In 1993, the Antilles’ GDP per-capita ratio was $7,800 and the overall GDP reached $2.1 billion. Inflation rate was fixed at 1.4, 2.1, 1.8, 2.8 and 3.6 percent from 1992 to 1996, respectively.


Fishing

Fishing is a traditional activity that carries on to bear part of the economic brunt regardless of the decrease in fish schools.


Main Branches

In the late 19th Century, gasoline and naphtha reserves were considered a burden since their demand was almost non-existent. Demand for kerosene also plummeted as electricity generation and lighting were steadily on the rise. Nonetheless, the invention of the automobile sent gas demand skyrocketing and so was the need to pump up more crude oil.Agriculture was also a key economic player for the islands. Cotton, sugar cane, vegetables and other commodities are grown. However, the underpinnings of the island’s economy changed altogether in the early 20th Century when oil giant Shell mounted an oil refinery in Curaçao with an aim at treating Venezuelan oil coming from Maracaibo.The following decades witnessed a diversification of the refinery’s activities, thus turning it into the engine of the Antilles’ economics. The biggest refineries are in Aruba and Curaçao.
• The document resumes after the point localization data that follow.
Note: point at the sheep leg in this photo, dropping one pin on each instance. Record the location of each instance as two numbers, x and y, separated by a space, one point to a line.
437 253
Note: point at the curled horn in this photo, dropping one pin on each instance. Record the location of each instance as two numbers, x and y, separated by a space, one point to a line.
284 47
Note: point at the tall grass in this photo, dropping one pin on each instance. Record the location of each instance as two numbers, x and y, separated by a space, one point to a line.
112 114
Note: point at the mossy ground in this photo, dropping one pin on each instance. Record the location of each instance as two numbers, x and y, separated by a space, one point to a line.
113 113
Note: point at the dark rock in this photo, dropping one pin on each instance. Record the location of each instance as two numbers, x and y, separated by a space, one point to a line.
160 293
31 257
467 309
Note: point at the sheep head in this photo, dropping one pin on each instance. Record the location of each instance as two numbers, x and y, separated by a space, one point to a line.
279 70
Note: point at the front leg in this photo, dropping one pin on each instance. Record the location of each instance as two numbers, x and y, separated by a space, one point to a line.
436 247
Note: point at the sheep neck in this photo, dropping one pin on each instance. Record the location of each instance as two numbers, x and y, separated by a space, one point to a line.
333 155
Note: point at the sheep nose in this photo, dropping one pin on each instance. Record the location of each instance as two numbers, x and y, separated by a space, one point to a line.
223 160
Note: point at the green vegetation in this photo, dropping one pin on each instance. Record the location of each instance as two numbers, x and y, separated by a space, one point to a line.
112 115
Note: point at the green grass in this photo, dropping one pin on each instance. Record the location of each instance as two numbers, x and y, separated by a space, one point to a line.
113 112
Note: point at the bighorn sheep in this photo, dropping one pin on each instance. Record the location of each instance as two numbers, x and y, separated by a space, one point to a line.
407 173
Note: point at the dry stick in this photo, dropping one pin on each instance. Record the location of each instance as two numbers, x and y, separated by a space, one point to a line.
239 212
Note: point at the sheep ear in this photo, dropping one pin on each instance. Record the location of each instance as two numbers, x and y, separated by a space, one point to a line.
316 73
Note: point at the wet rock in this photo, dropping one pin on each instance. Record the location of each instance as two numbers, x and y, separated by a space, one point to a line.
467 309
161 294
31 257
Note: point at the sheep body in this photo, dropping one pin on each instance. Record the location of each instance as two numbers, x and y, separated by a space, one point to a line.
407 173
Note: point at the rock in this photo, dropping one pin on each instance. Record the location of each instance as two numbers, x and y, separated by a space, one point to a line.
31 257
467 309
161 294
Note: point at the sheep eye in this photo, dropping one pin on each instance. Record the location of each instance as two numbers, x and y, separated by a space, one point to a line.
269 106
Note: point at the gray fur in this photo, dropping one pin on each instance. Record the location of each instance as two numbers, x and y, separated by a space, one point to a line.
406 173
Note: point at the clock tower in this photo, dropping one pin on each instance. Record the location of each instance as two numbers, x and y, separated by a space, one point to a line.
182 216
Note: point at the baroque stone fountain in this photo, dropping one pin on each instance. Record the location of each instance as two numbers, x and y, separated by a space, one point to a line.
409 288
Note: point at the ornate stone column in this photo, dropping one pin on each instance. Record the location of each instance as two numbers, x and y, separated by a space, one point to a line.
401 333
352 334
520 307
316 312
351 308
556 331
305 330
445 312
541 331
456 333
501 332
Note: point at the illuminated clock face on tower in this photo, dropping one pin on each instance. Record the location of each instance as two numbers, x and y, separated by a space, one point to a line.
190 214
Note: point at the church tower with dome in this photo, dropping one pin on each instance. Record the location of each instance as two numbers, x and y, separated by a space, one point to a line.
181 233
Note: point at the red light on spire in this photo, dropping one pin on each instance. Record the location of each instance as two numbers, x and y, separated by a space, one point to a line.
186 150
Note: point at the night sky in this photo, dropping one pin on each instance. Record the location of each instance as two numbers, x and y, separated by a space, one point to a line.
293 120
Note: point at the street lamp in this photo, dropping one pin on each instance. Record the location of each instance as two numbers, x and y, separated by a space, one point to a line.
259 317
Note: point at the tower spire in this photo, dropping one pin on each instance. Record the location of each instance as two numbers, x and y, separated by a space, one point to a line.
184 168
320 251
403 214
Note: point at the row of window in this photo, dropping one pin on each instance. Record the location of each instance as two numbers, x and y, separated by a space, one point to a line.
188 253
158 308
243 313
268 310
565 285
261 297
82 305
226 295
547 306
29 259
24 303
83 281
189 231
Oil and its spin-offs amounted to 85% of the annual import and export benefits combined in the past years.From the 1970s on, tourism strengthened as a major moneymaking economic sector, a situation that urged the islands to provide itself with the necessary infrastructure. The ever-growing flow of visitors turned the cities of Willemstad and Philipsburg the huge financial and tourist hubs they are today. Overseas communications hinge on maritime ports and Willemstad juts out as one of the best locations in the whole Caribbean for both maritime port and airport. Curaçao also features boat-repairing shipyards. Food-canning and brewing industries also play an important role, and so do tobacco, manufacture of building materials, shipyards, rubber manufacture, fabrics, rum, salt mines, plastics and printing materials. Curaçao produces calcium phosphate.


Transport

Dutch airline KLM is the country's number-one airline. There are no railroads and just 25.5 phones per 100 inhabitants(1993). Power generation is 110/120v and 50Mhz. There's a main road in Saba built without heavy machines between 1933 and 1947. Television came to Saba in 1965 and round-the-clock electricity generation was first installed in 1970. Curacao has 950 kilometers of roads.